I would assume that you have a website that you use for world wide per capita crimes that you trust more that I can use or at least verify against.

I go to the horses' mouths.
For Canada, it's Statistics Canada's many yearly reports on crime.
For England & Wales, it's the Home Office. Etc.


Good to know that the UN is an untrustworthy source for information though. I would have thought that they would have proofread their figures.

Well, once again, I'd go to the horse's mouth. The nationmaster site is a secondary source at best.

It cites: "Seventh United Nations Survey of Crime Trends and Operations of Criminal Justice Systems".

http://www.unodc.org/pdf/crime/seventh_survey/7pct.pdf

For Canada, that document cites:
"Canadian Centre for Justice Statistics, Uniform Crime Report and Homicide Survey, Statistics Canada".
That's the relevant branch of Statcan.

And indeed, it says, for Canada:

http://www.unodc.org/pdf/crime/seventh_survey/7sc.pdf

Total recorded rapes: 25,553(1998) 23,859(1999) 24,049(2000)
Rate per 100,000 inhabitants: 84.61(1998) 78.23(1999) 78.08(2000)

For comparison, there were 2,625 "major assaults" in 1998.
On its face, it doesn't make sense that there were nearly 10 times as many rapes as major assaults.

For the US, the figure is reversed: there were more than 10 times as many major assaults (976,580) as rapes (93,140).

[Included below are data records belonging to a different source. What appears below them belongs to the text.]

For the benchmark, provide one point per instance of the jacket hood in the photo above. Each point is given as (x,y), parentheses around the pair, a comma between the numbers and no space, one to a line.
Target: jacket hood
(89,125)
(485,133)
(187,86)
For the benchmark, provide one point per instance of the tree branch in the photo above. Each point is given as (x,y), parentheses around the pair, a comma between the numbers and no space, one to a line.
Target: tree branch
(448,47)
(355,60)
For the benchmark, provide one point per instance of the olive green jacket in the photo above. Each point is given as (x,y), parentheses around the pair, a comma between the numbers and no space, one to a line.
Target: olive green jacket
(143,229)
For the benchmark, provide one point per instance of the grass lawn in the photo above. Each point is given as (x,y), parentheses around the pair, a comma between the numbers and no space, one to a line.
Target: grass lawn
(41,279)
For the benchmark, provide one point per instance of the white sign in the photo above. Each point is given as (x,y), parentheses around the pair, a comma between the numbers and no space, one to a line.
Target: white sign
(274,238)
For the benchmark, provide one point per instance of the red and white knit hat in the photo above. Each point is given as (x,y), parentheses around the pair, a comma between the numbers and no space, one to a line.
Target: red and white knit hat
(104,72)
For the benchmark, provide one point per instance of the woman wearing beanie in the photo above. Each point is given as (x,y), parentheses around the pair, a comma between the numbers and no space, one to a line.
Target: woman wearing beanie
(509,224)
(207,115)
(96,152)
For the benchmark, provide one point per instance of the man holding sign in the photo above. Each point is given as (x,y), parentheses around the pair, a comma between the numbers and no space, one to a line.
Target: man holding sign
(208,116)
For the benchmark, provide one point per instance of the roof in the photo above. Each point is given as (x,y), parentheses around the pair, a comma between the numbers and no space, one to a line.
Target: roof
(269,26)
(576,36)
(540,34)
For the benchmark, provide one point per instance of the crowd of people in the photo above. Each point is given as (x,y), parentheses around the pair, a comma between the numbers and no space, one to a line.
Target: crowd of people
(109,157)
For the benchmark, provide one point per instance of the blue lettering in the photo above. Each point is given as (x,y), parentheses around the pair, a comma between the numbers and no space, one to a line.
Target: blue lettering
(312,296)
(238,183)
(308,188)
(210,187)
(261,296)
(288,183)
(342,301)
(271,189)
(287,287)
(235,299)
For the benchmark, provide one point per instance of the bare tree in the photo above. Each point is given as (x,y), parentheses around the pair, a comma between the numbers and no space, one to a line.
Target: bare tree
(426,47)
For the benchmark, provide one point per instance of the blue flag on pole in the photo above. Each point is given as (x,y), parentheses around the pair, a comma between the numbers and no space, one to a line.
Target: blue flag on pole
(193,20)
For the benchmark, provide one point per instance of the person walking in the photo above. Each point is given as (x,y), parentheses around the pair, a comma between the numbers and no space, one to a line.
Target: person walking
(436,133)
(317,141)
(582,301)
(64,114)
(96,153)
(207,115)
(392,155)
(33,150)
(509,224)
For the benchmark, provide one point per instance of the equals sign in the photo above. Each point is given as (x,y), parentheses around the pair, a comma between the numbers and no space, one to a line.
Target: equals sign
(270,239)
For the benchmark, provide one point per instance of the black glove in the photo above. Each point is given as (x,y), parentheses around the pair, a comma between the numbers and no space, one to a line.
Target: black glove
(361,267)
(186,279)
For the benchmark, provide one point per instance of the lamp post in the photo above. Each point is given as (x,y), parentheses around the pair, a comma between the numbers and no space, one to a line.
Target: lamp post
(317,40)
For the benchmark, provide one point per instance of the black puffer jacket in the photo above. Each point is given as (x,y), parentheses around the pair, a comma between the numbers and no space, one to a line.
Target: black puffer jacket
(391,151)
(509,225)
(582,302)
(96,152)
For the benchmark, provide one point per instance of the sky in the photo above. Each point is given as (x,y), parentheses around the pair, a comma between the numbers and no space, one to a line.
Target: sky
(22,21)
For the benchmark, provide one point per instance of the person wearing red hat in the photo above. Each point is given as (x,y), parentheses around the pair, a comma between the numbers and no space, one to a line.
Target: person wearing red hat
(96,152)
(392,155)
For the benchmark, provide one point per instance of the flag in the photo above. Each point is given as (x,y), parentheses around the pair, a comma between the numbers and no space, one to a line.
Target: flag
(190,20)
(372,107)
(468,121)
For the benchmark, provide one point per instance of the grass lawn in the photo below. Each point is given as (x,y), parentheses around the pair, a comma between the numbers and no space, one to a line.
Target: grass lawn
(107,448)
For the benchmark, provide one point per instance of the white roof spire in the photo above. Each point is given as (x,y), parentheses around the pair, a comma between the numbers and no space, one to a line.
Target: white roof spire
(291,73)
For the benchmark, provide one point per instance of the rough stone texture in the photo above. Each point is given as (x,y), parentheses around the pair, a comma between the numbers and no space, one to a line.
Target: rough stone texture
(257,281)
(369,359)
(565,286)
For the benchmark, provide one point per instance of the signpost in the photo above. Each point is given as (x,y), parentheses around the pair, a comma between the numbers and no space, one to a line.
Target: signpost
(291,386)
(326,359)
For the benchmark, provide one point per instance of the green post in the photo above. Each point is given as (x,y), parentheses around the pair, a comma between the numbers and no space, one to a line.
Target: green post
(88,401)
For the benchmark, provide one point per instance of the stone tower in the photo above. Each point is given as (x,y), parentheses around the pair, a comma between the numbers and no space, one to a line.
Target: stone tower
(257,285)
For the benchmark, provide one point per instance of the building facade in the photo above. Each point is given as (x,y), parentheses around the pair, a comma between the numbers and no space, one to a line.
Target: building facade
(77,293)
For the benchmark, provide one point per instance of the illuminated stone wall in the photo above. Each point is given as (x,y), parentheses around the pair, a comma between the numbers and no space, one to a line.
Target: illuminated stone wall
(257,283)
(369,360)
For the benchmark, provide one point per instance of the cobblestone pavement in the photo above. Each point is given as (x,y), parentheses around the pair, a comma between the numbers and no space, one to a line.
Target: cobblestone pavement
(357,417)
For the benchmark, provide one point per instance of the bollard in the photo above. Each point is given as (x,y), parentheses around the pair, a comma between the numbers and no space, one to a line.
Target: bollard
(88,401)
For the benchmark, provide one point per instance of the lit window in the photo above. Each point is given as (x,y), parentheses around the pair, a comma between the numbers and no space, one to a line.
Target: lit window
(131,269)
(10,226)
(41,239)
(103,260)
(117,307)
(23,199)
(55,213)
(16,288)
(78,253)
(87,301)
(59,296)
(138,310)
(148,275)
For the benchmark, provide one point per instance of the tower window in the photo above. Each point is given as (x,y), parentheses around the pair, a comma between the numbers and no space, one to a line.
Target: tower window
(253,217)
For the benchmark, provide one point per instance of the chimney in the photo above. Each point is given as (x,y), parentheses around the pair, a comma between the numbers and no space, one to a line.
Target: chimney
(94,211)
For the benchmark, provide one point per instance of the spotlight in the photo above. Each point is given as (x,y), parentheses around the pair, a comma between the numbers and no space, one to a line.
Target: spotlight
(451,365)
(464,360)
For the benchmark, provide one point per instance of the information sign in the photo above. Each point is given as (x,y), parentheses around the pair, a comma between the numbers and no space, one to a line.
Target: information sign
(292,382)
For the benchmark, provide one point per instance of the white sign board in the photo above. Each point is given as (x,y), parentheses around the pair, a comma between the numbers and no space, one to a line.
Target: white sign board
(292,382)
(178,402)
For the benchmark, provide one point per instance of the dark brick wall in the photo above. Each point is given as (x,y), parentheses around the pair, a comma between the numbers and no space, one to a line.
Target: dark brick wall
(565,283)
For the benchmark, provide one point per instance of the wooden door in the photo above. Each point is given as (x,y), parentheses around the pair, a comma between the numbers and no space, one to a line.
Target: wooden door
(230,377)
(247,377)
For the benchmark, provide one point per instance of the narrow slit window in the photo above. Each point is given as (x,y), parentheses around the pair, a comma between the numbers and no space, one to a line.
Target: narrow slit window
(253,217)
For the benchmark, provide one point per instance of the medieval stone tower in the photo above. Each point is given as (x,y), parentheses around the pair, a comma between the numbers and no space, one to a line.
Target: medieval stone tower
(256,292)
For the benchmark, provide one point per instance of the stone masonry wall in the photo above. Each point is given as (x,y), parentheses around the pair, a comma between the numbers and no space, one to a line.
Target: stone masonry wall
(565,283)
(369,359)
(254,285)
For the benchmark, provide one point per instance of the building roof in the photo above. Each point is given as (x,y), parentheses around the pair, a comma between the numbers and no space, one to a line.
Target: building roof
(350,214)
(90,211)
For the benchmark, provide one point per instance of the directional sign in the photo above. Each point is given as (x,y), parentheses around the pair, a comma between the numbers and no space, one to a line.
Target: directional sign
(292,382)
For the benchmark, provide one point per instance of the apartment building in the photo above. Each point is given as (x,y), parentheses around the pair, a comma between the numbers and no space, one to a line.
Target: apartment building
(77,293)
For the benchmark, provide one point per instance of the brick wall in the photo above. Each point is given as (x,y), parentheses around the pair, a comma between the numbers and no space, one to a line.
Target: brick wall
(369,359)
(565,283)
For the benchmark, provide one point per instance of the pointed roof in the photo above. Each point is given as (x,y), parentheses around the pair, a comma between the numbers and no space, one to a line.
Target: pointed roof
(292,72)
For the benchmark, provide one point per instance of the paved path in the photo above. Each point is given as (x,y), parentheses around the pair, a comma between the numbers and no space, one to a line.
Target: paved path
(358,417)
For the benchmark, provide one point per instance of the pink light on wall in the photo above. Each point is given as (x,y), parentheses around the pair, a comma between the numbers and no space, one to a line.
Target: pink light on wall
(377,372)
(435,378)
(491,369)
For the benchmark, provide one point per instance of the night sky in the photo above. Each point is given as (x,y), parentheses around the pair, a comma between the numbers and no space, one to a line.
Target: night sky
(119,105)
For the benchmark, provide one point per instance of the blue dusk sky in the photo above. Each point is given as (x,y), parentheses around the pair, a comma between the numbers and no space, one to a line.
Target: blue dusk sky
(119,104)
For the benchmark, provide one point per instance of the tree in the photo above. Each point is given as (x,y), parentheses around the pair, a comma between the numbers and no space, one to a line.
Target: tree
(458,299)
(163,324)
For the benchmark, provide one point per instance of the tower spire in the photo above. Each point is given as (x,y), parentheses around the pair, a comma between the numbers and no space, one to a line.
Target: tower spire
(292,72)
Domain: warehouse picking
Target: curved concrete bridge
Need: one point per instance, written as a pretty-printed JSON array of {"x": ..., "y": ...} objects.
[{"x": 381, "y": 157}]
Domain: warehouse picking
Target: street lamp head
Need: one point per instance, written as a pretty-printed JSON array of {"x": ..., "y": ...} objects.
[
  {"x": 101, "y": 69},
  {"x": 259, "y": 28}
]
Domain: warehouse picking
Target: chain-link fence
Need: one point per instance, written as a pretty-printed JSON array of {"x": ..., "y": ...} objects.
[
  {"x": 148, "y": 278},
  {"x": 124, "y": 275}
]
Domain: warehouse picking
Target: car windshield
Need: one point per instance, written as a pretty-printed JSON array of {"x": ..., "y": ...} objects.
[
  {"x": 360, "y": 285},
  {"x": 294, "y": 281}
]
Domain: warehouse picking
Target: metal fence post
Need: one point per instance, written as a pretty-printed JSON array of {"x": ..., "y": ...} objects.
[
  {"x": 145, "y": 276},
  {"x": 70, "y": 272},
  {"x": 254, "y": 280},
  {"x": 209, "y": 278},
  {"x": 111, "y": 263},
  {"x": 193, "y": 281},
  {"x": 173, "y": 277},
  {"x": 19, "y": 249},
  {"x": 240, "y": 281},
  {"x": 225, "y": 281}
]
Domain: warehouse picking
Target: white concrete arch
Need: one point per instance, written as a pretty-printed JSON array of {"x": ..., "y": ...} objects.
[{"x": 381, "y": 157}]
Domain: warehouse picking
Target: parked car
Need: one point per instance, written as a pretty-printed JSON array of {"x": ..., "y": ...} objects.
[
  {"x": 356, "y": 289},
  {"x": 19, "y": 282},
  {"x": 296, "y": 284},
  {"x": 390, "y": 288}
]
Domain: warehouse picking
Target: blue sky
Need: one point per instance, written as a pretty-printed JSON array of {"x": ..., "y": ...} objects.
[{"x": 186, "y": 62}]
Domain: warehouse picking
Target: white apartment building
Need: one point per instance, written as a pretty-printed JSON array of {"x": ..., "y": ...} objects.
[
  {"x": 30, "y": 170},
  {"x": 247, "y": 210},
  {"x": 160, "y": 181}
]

I suspect that the comparison is apples to oranges in both cases.

Canada had about 1/10 the population of the US during the period in question, but:
The US had fewer than 4 times as many rapes as Canada;
The US had 372 times as many major assaults as Canada.

Makes no sense at all.

Meanwhile, England&Wales had twice as many major assaults (14,006) as rapes (7,636).

Here's the questionnaire:
http://www.unodc.org/pdf/crime/seventh_survey/InstrumentE.pdf
and instructions for completing it:
http://www.unodc.org/unodc/en/data-and-analysis/Seventh-United-Nations-Survey-on-Crime-Trends-and-the-Operations-of-Criminal-Justice-Systems.html

The tables to be filled out by the reporting officers use the term "rape". No Canadian official would have entered the totals for sexual assault in that category without an explanatory note to indicate that the figures included other types of offences:
5. “Rape” may be understood to mean sexual intercourse without valid consent. Please indicate whether statutory rape is included in the data provided. If, in your country, a distinction is made between sexual assault and actual penetration, please provide relevant information.
If that was done and the UN has gone ahead and published figures that suggest that Canada's response is comparable, in terms of the offences covered, to the responses of countries where only the offence of rape ("actual penetration") is included, that is indeed utterly appalling.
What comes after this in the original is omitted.